Scientists have found a new anti-diabetes compound using a powerful new technique for discovering drugs, according to The Scripps Research Institute (TSRI).
They said the technique known as "autocrine selection" involved taking a library of slightly altered molecules based on a protein, Exendin-4, originally found in the venom of Gila Monster lizards.
“In principle, we can apply this technique to hundreds of other receptors like the one we targeted in this study to find disease treatments that are more potent and have fewer side effects than existing therapies," said Patricia H. McDonald, an assistant professor at TSRI’s Jupiter, Florida campus and a senior investigator of the study.
"It has been a very productive cross-campus collaboration, so we’re hoping to build on its success as we continue to collaborate on interrogating potential therapeutic targets."
The institute said that a senior staff scientist at the Richard A. Lerner's laboratory, Hongkai Zhang, created about one million new peptides by randomly varying one end of Exendin-4.
Their research aimed to find new way to activate the GLP-1 receptor, which creates insulin-producing "beta cells" in the pancreas, said the institute. There are already several drugs that achieve this purpose.
However, the team wanted to find a molecule that only activates a single chain of biochemical signals within the beta cell. Previous drug treatments have used molecules that activated multiple pathways of signals, which scientists have recently realized may not be as effective as only stimulating one distinct pathway, according to the institute.
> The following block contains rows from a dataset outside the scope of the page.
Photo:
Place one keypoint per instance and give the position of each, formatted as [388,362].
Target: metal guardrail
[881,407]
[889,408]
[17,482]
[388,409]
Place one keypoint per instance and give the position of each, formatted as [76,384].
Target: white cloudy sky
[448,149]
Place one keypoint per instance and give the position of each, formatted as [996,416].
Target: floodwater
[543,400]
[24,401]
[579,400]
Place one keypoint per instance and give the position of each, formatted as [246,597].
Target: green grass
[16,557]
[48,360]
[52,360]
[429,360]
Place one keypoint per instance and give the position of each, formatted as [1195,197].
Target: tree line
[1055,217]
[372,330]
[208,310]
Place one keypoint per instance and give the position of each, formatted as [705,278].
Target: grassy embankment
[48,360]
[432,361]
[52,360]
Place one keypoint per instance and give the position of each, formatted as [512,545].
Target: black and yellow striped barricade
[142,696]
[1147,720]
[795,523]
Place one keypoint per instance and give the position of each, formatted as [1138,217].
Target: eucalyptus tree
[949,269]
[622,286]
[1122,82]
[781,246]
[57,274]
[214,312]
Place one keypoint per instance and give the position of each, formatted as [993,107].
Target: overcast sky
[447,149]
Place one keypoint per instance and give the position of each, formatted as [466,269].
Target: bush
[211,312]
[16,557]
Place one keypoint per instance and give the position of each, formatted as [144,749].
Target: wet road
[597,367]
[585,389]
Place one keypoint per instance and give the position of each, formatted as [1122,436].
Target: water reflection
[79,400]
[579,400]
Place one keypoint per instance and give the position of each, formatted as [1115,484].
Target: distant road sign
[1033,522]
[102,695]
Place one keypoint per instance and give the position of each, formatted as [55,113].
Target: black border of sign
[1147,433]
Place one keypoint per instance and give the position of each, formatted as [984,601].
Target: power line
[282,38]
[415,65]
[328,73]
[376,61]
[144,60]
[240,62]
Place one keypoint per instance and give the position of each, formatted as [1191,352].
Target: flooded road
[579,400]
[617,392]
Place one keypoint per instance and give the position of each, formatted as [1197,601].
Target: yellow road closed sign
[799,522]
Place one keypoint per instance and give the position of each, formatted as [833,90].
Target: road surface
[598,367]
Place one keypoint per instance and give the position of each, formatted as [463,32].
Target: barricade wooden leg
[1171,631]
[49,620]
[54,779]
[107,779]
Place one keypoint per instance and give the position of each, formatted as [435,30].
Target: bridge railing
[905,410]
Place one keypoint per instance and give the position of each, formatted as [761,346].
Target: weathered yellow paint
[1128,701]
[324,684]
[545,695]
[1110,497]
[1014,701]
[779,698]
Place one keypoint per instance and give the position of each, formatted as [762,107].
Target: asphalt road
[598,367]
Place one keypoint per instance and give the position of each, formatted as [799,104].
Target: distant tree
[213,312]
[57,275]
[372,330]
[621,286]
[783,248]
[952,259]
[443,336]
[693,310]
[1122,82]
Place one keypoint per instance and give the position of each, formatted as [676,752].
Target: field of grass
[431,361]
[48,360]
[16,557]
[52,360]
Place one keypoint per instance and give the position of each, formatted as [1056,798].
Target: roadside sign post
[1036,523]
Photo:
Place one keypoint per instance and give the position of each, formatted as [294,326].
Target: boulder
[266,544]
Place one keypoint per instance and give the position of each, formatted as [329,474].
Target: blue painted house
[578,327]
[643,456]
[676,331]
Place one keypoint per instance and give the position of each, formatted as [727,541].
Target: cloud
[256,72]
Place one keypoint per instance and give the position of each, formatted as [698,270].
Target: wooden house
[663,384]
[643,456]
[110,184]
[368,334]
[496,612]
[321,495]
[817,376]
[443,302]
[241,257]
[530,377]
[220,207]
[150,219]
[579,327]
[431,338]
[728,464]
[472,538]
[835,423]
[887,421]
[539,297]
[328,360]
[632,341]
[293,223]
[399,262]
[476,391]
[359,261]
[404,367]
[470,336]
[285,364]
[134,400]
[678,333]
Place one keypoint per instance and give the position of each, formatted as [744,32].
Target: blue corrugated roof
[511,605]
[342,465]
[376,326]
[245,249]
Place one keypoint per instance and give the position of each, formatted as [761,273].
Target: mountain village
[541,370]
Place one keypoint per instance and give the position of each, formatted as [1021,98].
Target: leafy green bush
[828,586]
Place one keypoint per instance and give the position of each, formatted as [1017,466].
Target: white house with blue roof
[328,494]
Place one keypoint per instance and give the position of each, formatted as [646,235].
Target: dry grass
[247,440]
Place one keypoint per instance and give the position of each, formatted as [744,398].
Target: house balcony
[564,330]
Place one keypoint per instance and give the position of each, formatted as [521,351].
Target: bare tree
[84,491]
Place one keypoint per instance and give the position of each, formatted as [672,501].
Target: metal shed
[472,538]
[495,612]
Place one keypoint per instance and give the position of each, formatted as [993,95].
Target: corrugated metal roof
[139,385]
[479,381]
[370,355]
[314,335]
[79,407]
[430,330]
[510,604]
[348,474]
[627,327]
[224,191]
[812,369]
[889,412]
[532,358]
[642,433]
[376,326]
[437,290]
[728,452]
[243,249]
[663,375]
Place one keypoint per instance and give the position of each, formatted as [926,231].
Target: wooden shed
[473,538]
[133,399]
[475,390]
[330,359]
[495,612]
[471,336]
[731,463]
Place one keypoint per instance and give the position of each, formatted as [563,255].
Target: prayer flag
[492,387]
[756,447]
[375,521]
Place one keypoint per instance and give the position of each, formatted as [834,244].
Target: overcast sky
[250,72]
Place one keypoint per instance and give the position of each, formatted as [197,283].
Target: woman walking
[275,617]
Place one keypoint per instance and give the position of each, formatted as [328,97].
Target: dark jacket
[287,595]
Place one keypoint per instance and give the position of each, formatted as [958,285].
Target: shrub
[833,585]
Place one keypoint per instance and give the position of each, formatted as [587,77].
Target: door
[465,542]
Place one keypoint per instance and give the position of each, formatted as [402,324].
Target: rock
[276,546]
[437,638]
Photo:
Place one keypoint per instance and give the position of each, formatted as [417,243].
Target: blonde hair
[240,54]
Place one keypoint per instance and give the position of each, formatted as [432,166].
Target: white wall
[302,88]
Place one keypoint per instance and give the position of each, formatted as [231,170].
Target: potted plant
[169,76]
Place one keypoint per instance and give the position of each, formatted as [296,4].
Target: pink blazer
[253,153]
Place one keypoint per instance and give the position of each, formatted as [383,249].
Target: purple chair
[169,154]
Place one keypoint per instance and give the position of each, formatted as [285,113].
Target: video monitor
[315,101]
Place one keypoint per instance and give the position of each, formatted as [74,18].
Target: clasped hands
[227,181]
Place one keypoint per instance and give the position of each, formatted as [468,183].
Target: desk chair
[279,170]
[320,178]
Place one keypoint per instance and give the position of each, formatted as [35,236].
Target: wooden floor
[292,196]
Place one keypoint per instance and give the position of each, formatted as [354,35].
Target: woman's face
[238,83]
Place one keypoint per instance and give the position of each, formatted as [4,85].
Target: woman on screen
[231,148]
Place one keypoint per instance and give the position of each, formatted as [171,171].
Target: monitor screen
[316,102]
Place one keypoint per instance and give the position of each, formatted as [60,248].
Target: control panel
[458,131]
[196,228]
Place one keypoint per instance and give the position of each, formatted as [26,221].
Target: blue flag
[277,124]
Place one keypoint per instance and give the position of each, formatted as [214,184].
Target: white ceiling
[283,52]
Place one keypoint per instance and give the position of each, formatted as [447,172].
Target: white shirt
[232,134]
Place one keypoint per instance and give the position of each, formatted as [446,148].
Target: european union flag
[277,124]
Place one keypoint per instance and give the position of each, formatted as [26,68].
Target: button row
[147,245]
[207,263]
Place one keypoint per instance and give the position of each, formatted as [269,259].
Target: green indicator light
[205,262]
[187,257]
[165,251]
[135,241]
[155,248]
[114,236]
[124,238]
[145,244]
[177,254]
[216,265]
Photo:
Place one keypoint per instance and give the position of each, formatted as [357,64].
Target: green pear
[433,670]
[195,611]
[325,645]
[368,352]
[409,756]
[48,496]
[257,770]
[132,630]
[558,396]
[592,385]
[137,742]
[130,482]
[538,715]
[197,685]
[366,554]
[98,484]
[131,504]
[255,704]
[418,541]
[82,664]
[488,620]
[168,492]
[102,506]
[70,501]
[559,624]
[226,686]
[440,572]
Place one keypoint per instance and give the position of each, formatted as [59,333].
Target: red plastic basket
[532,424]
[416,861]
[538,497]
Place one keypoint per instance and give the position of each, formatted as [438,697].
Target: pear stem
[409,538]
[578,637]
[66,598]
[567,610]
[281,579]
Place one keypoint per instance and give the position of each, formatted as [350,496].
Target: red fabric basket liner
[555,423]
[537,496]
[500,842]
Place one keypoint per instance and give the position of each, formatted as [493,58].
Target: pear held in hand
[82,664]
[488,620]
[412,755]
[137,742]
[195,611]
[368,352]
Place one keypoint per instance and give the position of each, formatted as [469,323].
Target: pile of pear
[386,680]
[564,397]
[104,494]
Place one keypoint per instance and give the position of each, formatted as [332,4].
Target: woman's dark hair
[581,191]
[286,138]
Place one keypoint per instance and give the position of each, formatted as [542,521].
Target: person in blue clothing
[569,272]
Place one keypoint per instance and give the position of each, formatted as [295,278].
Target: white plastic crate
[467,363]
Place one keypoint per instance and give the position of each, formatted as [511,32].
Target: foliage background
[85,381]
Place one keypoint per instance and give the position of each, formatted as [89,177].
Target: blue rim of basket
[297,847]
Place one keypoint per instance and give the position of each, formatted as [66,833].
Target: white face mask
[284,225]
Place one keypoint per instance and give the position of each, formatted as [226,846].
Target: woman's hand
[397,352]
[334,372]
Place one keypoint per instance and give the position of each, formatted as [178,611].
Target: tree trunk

After Zhang created a huge library of peptides from Exendin-4, he eventually isolated one known as P5, that selectively activated a specific G-protein pathway. The institute said an initial study of mice demonstrated the P5 could successfully boost glucose tolerance, at a more effective rate than previous diabetes medications have.
According to the institute, the peptide only stimulates insulin production weakly and it actually triggers the growth of new fat cells. In obesity-related diabetes, fat cells often grow large enough that they develop insulin resistance. P5 helps to alleviate insulin resistance by helping the body develop fat cells that are more sensitive to insulin.
“We didn’t expect that, but in fact, it was a nice finding because less reliance on stimulating insulin could mean less stress on the beta cells,” said Emmanuel Sturchler, staff scientist in the McDonald laboratory and co-first author of the study.
McDonald's laboratory worked with Lerner's laboratory, the Lita Annenberg Hazen Professor of Immunochemistry at TSRI's La Jolla campus. Lerner is known for pioneering techniques that generate and screen large ammounts of proteins to develop new drug treatments.
“P5’s mechanisms of action turned out to be quite different from Exendin-4’s, and we think that this finding could lead to new therapeutics,” Sturchler said.
The institute said the team will now search for opportunities to create a new diabetes drug using P5.